Turning to the Construction Contract and Service Agreement attached to BG's Third Party Complaint, there is apparent ambiguity just from reading the contract. While Data Wave argues that the contract provision stating that Data Wave "shall comply with all safety measure, applicable laws, rules regulations for the safety of all persons and property at the premises" refers only to compliance with safety requirements, other provisions of the contract could potentially obligate Data Wave to set up a system that complied with FACTA. For example, the contract states that Data Wave is "authorized to furnish all labor and equipment to do the POS set up for the building." (Ex. A to Third Party Compl.) This court has no way to know whether the parties intended the "POS set up" to create a POS system compliant with applicable laws or laws that Data Wave knew would enter into effect during the coming year. The contract also states that "[t]he work is intended to be complete and fully useable as a finished product or system." (Id.) It is unclear from the pleadings whether a finished system should have been compliant with FACTA. Later, the agreement states that Data Wave warrants "that all material and equipment supplied for this job shall be new and free from faults and defects." (Id.) The language of the contract does not specify whether "faults and defects" could include legal noncompliance. Finally, the Service Invoice lists as billed to the new Gino's East location an "Aloha Annual Phone Help Desk Contract: 18 Stations." (Id.) The Service Invoice, dated June 15, 2006, suggests that the Help Desk Contract was in effect on December 4, 2006, the date on which BG's POS system was apparently required to be compliant with FACTA. (See Pl.'s Resp. to Def.'s Mot. to Dismiss 3.) This court, however, cannot tell from the pleadings what type of assistance was to be provided under the Help Desk Contract, in particular whether it gave Data Wave any responsibility to ensure that BG's POS system was compliant with the new FACTA requirements when they went into effect.

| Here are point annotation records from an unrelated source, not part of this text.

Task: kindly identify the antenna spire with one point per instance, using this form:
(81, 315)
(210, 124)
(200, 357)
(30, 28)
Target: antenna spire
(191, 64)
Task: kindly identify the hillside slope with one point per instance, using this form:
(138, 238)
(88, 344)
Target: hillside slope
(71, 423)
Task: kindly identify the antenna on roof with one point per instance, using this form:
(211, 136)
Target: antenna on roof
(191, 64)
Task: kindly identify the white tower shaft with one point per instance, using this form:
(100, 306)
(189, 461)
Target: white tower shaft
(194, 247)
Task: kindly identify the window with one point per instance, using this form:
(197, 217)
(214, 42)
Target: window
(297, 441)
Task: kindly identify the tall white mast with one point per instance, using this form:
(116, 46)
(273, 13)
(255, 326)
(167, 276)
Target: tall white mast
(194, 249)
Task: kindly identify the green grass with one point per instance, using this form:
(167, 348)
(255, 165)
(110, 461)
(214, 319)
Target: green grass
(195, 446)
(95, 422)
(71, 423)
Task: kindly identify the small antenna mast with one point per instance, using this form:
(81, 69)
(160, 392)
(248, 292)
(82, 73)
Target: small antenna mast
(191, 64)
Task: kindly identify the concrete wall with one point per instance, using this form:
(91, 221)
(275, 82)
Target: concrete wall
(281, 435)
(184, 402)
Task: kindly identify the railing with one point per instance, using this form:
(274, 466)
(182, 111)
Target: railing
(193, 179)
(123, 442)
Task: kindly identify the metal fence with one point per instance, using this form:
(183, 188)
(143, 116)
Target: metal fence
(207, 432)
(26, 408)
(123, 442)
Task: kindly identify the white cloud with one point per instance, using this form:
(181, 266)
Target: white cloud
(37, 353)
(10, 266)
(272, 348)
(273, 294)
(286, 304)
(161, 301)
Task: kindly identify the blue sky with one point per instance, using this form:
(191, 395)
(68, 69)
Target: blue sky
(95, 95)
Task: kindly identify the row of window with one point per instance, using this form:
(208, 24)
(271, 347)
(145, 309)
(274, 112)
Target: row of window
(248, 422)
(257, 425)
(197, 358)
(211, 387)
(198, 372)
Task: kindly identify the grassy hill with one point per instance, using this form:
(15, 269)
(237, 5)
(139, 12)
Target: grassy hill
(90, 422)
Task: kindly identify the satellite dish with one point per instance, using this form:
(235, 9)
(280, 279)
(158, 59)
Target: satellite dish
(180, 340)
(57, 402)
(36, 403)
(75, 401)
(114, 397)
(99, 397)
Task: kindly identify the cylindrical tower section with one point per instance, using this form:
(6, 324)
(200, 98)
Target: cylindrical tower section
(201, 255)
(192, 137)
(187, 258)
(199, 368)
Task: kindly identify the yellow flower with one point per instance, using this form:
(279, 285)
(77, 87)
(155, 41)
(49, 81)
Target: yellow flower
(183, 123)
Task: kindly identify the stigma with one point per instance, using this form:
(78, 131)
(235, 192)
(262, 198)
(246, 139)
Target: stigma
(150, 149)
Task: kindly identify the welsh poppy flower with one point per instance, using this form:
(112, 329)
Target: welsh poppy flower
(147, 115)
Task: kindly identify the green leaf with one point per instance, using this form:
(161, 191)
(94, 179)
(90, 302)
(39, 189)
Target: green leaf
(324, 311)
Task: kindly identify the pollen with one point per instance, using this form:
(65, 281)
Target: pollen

Various terms in the Construction Contract are "reasonably susceptible to different construction." Kaplan, 266 F.3d at 605. The contract is therefore sufficiently ambiguous that extrinsic evidence may be required to clarify its meaning. In such a situation, this court may not interpret the terms in the contract as a matter of law. Rosetto, 217 F.3d at 547. Thus, this court does not find, at this point in the litigation, that the terms in the contract refute the allegations in BG's Third Party Complaint. Data Wave's Motion to Dismiss the Third Party Complaint is denied.
For the reasons stated above, Data Wave's Motion to Dismiss the Third Party Complaint is denied. Data Wave is given 21 days to answer.